Sold to the Mafia
Chapter 1
Tessa.
The clatter of ceramic on counters was the soundtrack of her life.
“Another coffee, Sal?” she asked, her voice hoarse from a twelve hour shift.
Sal grunted from behind the grill, flipping a burger. “And a slice of that cherry pie, sweetheart. The one you said looks like it could kill a man.”
She managed a weak smile. “This one just might.”
Her phone buzzed in her apron pocket. A frantic, angry vibration. She ignored it. It could only be one person.
The bell over the door jingled, but she didn’t look up. Another customer was just another order.
The phone buzzed again. And again. Relentless.
“You gonna get that?” Sal asked, sliding a plate onto the pass.
“It’s nothing.”
“Doesn’t sound like nothing, Tessa.”
With a sigh, she pulled the phone out. *PAPA*. Ten missed calls. Her heart sank. This was never good news.
She swiped to answer, pressing the phone to her ear. “Papa? What is it?”
“Tessa! Dio mio, Tessa, you have to help me.” His voice was a raw, panicked whisper.
“Papa, slow down. Where are you? Are you hurt?”
“They’re coming for me. They found me. I don’t have it, bambina. I don’t have the money.”
Her blood ran cold. The same old story, but the terror in his voice felt new. Sharper.
“What money? How much this time?” she asked, her voice dropping. She wiped the counter with a damp rag, a familiar, grounding motion.
“It’s too much. It’s not about the money anymore. I made a different deal.”
“What does that mean? What kind of deal?”
The bell over the door jingled again. This time she looked up.
Two men stepped inside. They were not diner customers. They wore immaculate black suits that probably cost more than her car. They moved with a predatory stillness that sucked the air out of the room.
“Papa, I have to go.”
“No! Tessa, listen to me. They know where you work. I’m so sorry. I thought I could win it back. I swear I did.”
One of the men met her gaze. His eyes were flat, like polished river stones. He gave a small, almost imperceptible nod to his companion. They took seats at the far end of the counter. They didn’t pick up menus.

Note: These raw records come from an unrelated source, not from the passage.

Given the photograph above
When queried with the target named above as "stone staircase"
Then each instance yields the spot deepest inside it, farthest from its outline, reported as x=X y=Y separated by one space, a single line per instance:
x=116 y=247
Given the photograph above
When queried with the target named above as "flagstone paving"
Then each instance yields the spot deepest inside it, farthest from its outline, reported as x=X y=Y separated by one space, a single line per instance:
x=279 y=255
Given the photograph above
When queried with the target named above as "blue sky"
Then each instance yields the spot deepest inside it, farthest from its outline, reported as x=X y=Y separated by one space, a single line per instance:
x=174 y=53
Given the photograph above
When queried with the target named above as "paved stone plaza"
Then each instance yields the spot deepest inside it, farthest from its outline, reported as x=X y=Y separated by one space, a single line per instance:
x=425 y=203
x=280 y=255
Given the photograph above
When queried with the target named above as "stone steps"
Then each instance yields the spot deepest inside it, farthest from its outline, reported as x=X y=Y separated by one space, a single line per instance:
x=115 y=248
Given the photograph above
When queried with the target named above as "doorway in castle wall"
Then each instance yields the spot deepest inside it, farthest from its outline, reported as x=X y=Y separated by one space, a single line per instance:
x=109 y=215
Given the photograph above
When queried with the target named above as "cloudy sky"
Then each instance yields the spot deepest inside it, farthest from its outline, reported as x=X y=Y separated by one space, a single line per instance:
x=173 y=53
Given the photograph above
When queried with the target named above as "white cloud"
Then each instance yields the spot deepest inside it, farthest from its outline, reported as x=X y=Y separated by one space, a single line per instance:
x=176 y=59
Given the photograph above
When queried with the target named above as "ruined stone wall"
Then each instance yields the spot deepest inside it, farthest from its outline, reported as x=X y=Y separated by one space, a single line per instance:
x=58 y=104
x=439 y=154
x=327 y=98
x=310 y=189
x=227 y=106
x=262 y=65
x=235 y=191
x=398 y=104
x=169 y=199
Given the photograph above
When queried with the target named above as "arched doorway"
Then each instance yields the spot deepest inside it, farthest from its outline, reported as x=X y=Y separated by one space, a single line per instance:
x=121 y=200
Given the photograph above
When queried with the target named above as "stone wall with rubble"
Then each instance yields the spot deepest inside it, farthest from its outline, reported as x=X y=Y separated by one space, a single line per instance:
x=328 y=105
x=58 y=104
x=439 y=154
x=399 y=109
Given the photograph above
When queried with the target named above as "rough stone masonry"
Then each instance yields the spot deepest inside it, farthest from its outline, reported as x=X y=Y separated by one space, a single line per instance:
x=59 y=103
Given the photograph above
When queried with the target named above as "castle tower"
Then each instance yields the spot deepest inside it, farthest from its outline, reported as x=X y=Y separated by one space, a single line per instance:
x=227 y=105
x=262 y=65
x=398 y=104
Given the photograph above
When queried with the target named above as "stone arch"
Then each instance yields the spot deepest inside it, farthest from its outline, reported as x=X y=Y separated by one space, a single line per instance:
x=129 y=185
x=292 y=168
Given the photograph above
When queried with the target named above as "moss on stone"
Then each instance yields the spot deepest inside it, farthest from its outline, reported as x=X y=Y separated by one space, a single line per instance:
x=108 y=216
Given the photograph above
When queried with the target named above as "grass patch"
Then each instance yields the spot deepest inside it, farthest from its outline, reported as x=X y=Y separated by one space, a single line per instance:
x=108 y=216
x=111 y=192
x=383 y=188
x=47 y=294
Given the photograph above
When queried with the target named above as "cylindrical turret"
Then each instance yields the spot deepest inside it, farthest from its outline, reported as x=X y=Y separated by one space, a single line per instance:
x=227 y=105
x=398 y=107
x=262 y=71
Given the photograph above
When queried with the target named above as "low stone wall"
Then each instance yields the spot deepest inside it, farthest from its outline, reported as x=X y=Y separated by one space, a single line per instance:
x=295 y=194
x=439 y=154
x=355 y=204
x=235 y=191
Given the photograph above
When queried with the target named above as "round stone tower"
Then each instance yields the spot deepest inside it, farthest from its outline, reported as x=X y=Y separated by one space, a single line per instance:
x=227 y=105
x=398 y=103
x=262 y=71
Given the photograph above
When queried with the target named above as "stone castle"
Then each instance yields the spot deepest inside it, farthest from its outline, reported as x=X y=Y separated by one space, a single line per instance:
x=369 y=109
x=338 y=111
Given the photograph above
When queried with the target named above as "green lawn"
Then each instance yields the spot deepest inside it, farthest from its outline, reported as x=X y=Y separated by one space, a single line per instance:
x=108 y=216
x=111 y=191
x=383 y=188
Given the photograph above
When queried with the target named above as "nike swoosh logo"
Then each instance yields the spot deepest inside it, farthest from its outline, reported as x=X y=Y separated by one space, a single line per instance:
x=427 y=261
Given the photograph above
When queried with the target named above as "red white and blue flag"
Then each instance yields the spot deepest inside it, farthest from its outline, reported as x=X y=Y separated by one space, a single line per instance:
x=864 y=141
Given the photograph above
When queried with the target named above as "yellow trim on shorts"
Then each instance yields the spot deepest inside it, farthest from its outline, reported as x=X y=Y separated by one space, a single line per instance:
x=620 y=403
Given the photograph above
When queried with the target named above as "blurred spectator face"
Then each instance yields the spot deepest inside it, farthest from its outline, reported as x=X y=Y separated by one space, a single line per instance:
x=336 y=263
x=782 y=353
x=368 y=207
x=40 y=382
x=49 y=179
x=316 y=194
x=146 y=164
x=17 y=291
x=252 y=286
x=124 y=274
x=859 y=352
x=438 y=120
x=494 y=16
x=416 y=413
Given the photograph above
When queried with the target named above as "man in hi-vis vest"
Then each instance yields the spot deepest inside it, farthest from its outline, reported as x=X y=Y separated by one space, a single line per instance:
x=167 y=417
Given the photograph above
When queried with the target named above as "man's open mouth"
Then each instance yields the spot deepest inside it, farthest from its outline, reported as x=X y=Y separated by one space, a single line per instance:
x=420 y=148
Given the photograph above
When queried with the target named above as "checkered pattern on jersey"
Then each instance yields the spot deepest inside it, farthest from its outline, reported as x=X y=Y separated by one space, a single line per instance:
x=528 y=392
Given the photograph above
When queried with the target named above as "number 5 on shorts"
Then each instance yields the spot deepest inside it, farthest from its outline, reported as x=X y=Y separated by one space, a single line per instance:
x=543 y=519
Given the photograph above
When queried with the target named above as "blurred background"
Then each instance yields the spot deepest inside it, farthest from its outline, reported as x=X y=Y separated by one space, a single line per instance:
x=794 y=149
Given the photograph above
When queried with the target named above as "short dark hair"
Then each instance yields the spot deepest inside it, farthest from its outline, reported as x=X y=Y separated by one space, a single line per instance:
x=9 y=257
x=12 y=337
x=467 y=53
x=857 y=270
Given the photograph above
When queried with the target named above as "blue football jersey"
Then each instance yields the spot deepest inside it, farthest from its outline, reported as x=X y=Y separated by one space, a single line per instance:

“Who knows where I work, Papa?” she whispered, her back to them.
“They do, Tessa. The Cassano family.”
The name meant nothing to her, but the way he said it made the hairs on her arms stand up.
“I have to go,” she repeated, her throat tight.
“I love you, my daughter. Forgive me.” He hung up.
The dial tone hummed in her ear. She slowly lowered the phone, her hand trembling.
“Everything alright?” Sal asked, his brow furrowed with worry.
She forced a smile that felt like cracking glass. “Just my father. Being dramatic.”
She walked toward the two men, her order pad in her hand. Her feet felt like lead.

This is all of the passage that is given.